The Con Artists is a South Korean heist film about Ji-Hyuk (Kim Woo‑Bin), a safe-cracker who assembles a team made of a hacker and an engineer to do one last heist. Their goal? To find the $150 million hidden in Incheon Customs and to steal it in under 40 minutes.

The Bechdel, Russo, and Race Test

The Con Artists passes the race test but does not pass the Bechdel or Russo test.

2014 - The Con Artists (still 2).png

The entire cast of The Con Artists is Asian, and because none of the cast ever mentions White people, the film easily passes the race test. The same, however, cannot be said when it comes to the film and the Bechdel and Russo test.

There is only one named woman (Eun-Ha as played by Jo Yoon‑Hee) in The Con Artists (not to mention the fact that women never even speak each other) so the film obviously does not meet all of the requirements of the Bechdel test and The Con Artists consequently fails to pass the Bechdel test. The Con Artists also fails to pass the Russo test, and the film does not pass this test because there are no LGBTI characters in The Con Artists.
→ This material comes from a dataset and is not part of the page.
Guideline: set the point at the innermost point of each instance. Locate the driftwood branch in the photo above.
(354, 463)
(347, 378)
*The Bechdel test entails three requirements:
1. It has to have at least two (named) women in it
2. Who talk to each other
3. About something besides a man

*The Vito Russo test entails three requirements:
1. The film contains a character that is identifiably lesbian, gay, bisexual, intersex and/or transgender
2. The character must not be solely or predominately defined by her sexual orientation, gender identity and/or as being intersex
3.The character must be tied into the plot in such a way that her removal would have a significant effect

***The race or people of color (POC) test has three requirements:
1. It has two people of color in it
2. Who talk to each other
3. About something other than a White person

****Just because a film passes the Bechdel, Russo and race test does not mean that it is not sexist, heterosexist, racist and/or cissexist, etc. The Bechdel, Russo and race test is only a bare minimum qualifier for the representation of LGBTI individuals, women and people of color in film. The failure to pass these tests also does not identify whether the central character was a woman, a person of color or a LGBTQI individual and it does not dictate the quality of the film.